There's no audio card that would help with performance in Macs, so that's not a total loss.  You can always get a USB or Firewire audio device to get 5.1 sound.  But the lack of video card and Altivec is a bummer.


----------



## a2daj (May 4, 2004)

Lycander said:
			
		

> Maybe I can redeem myself. I found this review: http://www.insidemacgames.com/reviews/view.php?ID=156
> 
> Apparently Creative Labs did release a SoundBlaster Live! card for the Mac back in 2001. The problem? It sucked ass. Quoting the review author: "This product does not work at all in Mac OS X and is extremely disappointing in Mac OS 9.x. Don't buy one."
> 
> ...




Gah!! I had a really long post but the forum didn't post it...  I'll have to shorten this one.

I had a SBL in my Mac until I bought a Radeon 9800 Pro.  Since the R9800 doesn't accelerate OS 9 graphics and the SBL is an OS 9 only card, it went into a drawer.  Creative support sucked.  They had one patch released 1.25 years after the product shipped and it didn't fix some of the glaring bugs like it claimed to fix.  There are a couple of employees who are real cool, one of which is still trying to get some OpenSource OS X SBL drivers going but hasn't had any luck.  However, some key uppermanagement folks suck big time.  They're pretty much responsible for lack of Mac support.  They probably point to poor sales of the SBL, but the poor sales of the SBL were due to the fact the drivers and support sucked.  

As of 10.2.3 there's been some limited USB Audio support with some Creative USB devices.  I think much of it has to do with generic USB audio support.  10.3.3 apparently has the best "support".   But it's by no means a supported configuration.  

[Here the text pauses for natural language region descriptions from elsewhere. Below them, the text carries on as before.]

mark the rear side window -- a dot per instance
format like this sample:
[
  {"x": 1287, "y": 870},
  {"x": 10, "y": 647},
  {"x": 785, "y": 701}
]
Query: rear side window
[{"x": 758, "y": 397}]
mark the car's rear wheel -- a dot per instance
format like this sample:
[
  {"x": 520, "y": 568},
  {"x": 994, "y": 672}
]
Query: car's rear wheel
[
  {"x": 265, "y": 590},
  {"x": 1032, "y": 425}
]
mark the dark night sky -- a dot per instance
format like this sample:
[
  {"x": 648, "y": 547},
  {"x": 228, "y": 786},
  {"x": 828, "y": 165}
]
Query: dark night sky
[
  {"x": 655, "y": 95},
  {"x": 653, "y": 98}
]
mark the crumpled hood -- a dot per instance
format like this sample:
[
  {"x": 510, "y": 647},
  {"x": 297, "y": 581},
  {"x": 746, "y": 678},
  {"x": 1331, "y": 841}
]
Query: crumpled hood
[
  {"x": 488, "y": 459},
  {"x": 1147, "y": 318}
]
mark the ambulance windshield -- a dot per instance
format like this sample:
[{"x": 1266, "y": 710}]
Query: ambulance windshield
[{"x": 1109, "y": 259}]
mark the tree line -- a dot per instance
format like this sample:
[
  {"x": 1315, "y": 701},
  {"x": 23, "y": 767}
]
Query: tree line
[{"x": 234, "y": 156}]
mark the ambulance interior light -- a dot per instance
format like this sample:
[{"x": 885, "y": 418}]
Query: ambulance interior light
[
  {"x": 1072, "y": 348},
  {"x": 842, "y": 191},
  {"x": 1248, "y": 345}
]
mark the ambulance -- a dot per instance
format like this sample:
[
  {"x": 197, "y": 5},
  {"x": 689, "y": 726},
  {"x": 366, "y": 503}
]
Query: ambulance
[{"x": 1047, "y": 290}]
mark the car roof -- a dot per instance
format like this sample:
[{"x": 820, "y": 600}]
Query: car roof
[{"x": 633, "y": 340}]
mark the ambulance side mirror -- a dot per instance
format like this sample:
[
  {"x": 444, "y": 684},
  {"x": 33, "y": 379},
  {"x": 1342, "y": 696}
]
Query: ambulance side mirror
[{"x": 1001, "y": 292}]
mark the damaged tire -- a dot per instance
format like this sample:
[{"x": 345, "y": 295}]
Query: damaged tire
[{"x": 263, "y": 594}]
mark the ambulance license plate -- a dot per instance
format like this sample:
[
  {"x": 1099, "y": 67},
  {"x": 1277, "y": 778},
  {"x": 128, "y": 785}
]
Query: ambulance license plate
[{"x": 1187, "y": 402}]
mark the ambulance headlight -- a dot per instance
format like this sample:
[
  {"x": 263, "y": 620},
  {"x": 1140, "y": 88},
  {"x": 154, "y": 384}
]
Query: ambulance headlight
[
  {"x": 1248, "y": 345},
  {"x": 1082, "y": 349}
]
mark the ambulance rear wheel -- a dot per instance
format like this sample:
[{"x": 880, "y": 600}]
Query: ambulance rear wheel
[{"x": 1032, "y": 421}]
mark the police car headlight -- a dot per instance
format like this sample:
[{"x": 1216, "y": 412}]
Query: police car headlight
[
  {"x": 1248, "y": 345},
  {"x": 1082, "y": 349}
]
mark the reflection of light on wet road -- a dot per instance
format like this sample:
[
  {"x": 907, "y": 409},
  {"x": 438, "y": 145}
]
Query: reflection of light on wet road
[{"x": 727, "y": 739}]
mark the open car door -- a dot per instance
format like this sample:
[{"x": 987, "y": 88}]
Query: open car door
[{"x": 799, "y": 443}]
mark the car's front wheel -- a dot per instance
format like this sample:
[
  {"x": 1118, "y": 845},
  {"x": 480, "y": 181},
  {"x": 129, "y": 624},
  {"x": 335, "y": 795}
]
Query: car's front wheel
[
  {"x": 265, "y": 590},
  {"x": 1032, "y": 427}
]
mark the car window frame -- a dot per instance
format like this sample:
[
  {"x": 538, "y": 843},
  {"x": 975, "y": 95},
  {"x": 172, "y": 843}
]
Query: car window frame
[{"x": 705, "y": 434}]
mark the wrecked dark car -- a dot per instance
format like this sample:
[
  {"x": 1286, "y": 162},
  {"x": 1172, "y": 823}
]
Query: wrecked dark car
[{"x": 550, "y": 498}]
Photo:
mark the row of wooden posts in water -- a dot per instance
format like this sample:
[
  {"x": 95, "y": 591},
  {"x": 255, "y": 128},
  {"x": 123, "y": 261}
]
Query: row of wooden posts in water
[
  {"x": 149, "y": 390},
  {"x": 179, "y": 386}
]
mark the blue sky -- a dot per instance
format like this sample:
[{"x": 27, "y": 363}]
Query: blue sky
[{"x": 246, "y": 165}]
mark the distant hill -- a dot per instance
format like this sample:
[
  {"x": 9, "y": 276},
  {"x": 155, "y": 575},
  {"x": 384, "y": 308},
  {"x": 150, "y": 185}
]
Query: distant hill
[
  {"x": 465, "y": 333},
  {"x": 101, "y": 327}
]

Someone claimed that Apple and Creative are working together to get generic drivers for all of Creative's cards but further interrogation led to the person making the claim disappearing.  Maybe he was making an assumption based upon some comments in the link above (CreativeOne is a Creative marketing guy who is trying to get opensource SBL drivers going).  I can see it possible that Apple and Creative are working on USB drivers together, but haven't heard anything about PCI card support, which I think is more important when we're talking about hardware acceleration.


----------



## Lycander (May 5, 2004)

Well there's a EMU10K1 driver for Linux. Was hoping it could be ported, however I also found out that it's not hw accelerated either. Just basic sound support. For a minute there I was tempted....


----------



## a2daj (May 5, 2004)

Lycander said:
			
		

> Well there's a EMU10K1 driver for Linux. Was hoping it could be ported, however I also found out that it's not hw accelerated either. Just basic sound support. For a minute there I was tempted....




Those developers who were(are?) working on the opensource drivers are trying to use the Linux drivers as a starting point.  If I had time I'd try and help them but time is one thing I cannot spare.


----------



## Lycander (May 5, 2004)

Even if they got the Linux EMU10K1 driver ported we'd only get basic sound support. But if it's stable and works in OSX that just might make up for all those years and all those angry customers.


----------